11) Learn to hit open stance volleys with some snap on them. Try doing solo mid-court volley drives on your back foot. Most people can generate adequate pace when they have time, but when you have to shorten your backswing can you still generate enough pop to execute the desired result?

Many people are aware that especially from the front of the court on their forehand side most people have a tendency to hit the ball crosscourt. If you pick up on this shot pattern try and take advantage of it and cut the ball off. This is why you see the pros play many shots down the middle and extra wide crosscourts. They've played so much squash and have to use the entire court height and width to get their opponent of the volley.

Learning to bring your opponent to the front and then follow it with a volley is what I like to call a shot combination. Try and see if you can find one that will work and if they don't adjust keep taking advantage of their predictability or lack of precision.

This post could be written entirely backwards about how to keep your opponent off the volley when you are at the front.

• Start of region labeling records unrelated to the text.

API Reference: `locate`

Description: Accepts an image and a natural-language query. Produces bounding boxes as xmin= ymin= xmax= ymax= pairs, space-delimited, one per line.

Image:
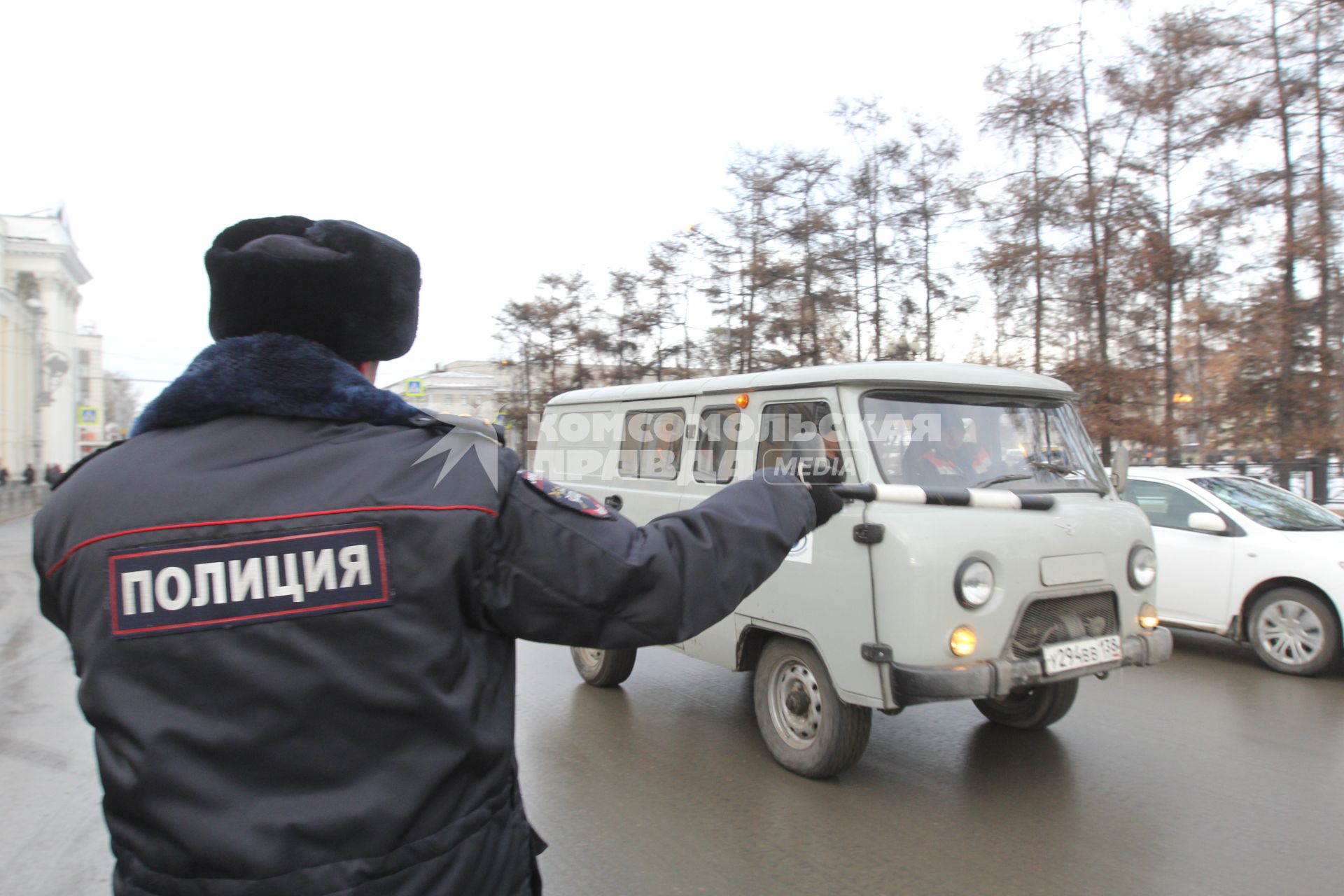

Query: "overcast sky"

xmin=8 ymin=0 xmax=1166 ymax=398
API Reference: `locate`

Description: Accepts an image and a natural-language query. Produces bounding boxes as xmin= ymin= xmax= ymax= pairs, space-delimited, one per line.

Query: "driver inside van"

xmin=902 ymin=411 xmax=992 ymax=488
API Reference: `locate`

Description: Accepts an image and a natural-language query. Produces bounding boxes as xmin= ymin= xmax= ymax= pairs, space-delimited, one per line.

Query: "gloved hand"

xmin=806 ymin=482 xmax=844 ymax=526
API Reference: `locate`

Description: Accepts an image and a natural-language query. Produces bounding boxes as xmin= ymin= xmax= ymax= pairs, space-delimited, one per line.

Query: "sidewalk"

xmin=0 ymin=514 xmax=111 ymax=896
xmin=0 ymin=481 xmax=51 ymax=522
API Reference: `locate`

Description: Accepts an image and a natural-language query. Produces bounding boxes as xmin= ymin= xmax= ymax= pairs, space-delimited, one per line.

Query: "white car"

xmin=1121 ymin=466 xmax=1344 ymax=676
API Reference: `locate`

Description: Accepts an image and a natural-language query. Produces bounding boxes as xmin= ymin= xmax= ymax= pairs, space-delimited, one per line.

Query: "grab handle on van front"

xmin=832 ymin=482 xmax=1055 ymax=510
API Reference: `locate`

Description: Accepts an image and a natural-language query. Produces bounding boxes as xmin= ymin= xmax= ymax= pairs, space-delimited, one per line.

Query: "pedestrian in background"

xmin=34 ymin=216 xmax=840 ymax=896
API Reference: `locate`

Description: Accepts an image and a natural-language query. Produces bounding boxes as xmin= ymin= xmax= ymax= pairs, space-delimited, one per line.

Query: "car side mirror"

xmin=1110 ymin=444 xmax=1129 ymax=494
xmin=1185 ymin=512 xmax=1227 ymax=535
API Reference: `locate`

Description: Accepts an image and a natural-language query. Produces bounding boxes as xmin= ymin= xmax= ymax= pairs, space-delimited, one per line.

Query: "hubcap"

xmin=1255 ymin=601 xmax=1325 ymax=666
xmin=769 ymin=657 xmax=821 ymax=750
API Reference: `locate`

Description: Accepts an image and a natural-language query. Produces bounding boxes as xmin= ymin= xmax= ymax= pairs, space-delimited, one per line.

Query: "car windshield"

xmin=1191 ymin=475 xmax=1344 ymax=532
xmin=862 ymin=392 xmax=1109 ymax=493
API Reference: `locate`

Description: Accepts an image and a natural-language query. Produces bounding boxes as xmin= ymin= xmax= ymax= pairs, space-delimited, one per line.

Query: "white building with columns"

xmin=0 ymin=209 xmax=105 ymax=479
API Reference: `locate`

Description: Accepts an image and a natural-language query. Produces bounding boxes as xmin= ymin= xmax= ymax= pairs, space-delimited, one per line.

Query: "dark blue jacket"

xmin=35 ymin=336 xmax=815 ymax=896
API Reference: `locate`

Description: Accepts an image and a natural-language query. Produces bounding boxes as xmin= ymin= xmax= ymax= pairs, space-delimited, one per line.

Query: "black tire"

xmin=751 ymin=636 xmax=872 ymax=778
xmin=972 ymin=678 xmax=1078 ymax=731
xmin=570 ymin=648 xmax=636 ymax=688
xmin=1246 ymin=589 xmax=1340 ymax=676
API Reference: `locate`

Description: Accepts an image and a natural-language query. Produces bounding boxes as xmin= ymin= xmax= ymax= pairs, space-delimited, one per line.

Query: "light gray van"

xmin=533 ymin=361 xmax=1172 ymax=776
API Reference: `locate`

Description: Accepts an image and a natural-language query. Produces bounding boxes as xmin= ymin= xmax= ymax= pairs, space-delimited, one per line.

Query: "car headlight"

xmin=953 ymin=557 xmax=995 ymax=610
xmin=1129 ymin=544 xmax=1157 ymax=589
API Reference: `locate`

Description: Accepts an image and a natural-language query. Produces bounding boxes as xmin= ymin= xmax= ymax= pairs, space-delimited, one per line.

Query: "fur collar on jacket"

xmin=132 ymin=333 xmax=416 ymax=435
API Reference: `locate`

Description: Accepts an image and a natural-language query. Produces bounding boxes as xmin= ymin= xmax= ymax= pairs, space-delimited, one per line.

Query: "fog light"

xmin=948 ymin=626 xmax=976 ymax=657
xmin=1138 ymin=603 xmax=1160 ymax=629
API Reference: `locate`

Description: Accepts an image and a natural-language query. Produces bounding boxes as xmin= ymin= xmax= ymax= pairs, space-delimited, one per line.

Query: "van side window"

xmin=617 ymin=411 xmax=685 ymax=479
xmin=695 ymin=405 xmax=742 ymax=485
xmin=755 ymin=402 xmax=844 ymax=478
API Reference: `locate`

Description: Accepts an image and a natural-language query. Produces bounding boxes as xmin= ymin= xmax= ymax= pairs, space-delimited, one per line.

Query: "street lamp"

xmin=24 ymin=297 xmax=70 ymax=465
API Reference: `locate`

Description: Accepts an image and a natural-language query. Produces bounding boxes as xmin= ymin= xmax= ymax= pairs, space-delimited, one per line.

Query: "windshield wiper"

xmin=1027 ymin=461 xmax=1087 ymax=477
xmin=970 ymin=473 xmax=1033 ymax=489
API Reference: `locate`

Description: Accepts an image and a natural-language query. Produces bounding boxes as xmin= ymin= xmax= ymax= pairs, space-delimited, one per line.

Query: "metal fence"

xmin=0 ymin=482 xmax=51 ymax=520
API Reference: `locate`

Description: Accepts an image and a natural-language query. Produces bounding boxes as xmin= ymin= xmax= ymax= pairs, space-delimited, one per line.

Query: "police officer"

xmin=34 ymin=216 xmax=840 ymax=896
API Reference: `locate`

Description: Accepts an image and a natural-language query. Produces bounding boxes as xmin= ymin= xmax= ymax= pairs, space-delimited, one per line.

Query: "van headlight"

xmin=953 ymin=557 xmax=995 ymax=610
xmin=1129 ymin=544 xmax=1157 ymax=589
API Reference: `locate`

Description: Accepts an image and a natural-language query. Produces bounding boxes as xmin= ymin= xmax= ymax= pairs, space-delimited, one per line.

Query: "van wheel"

xmin=752 ymin=637 xmax=872 ymax=778
xmin=972 ymin=678 xmax=1078 ymax=731
xmin=1249 ymin=589 xmax=1340 ymax=676
xmin=570 ymin=648 xmax=636 ymax=688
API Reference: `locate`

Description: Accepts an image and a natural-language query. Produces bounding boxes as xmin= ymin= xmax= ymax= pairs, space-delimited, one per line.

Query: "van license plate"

xmin=1040 ymin=634 xmax=1125 ymax=676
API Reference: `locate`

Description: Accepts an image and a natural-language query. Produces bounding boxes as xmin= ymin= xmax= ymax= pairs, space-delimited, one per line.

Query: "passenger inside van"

xmin=902 ymin=410 xmax=993 ymax=488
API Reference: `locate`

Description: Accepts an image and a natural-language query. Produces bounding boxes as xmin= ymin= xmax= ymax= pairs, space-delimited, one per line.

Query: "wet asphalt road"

xmin=0 ymin=510 xmax=1344 ymax=896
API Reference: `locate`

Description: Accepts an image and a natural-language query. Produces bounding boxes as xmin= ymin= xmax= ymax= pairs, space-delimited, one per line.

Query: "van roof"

xmin=550 ymin=361 xmax=1074 ymax=405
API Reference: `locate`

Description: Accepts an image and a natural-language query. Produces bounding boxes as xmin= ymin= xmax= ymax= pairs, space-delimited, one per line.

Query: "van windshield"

xmin=860 ymin=392 xmax=1109 ymax=494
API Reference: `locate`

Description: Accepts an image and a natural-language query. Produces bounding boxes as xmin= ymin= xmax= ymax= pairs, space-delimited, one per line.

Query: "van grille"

xmin=1008 ymin=594 xmax=1119 ymax=659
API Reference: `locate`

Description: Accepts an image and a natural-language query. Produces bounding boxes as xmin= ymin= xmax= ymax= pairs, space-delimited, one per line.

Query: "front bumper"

xmin=887 ymin=626 xmax=1172 ymax=706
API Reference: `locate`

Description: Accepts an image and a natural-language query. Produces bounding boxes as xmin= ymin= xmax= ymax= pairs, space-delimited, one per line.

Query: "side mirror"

xmin=1110 ymin=444 xmax=1129 ymax=494
xmin=1185 ymin=512 xmax=1227 ymax=535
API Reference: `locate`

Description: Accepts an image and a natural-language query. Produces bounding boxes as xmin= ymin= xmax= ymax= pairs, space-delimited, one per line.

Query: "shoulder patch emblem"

xmin=519 ymin=470 xmax=613 ymax=520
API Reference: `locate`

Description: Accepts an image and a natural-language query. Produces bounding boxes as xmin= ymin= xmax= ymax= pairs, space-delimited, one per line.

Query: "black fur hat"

xmin=206 ymin=215 xmax=421 ymax=361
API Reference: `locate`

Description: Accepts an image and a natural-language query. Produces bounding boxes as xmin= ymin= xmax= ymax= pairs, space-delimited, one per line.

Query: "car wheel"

xmin=752 ymin=637 xmax=872 ymax=778
xmin=1247 ymin=589 xmax=1340 ymax=676
xmin=972 ymin=678 xmax=1078 ymax=731
xmin=570 ymin=648 xmax=636 ymax=688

If you practice some of the drills above you will also be learning how to do this. This is why there isn't always a set perfect width; because this depends on your and your opponents court position. But I digress. That's enough. I know it's been awhile since my last post, so I hope this was interesting and worth the wait! Remember that taking the ball early increase your area to attack and decreases the time allowed for your opponent. The less time you allow your opponent the weaker their response will be.

1 comment:

  1. Welcome back! I was missing your blog posts. Thanks for your advice.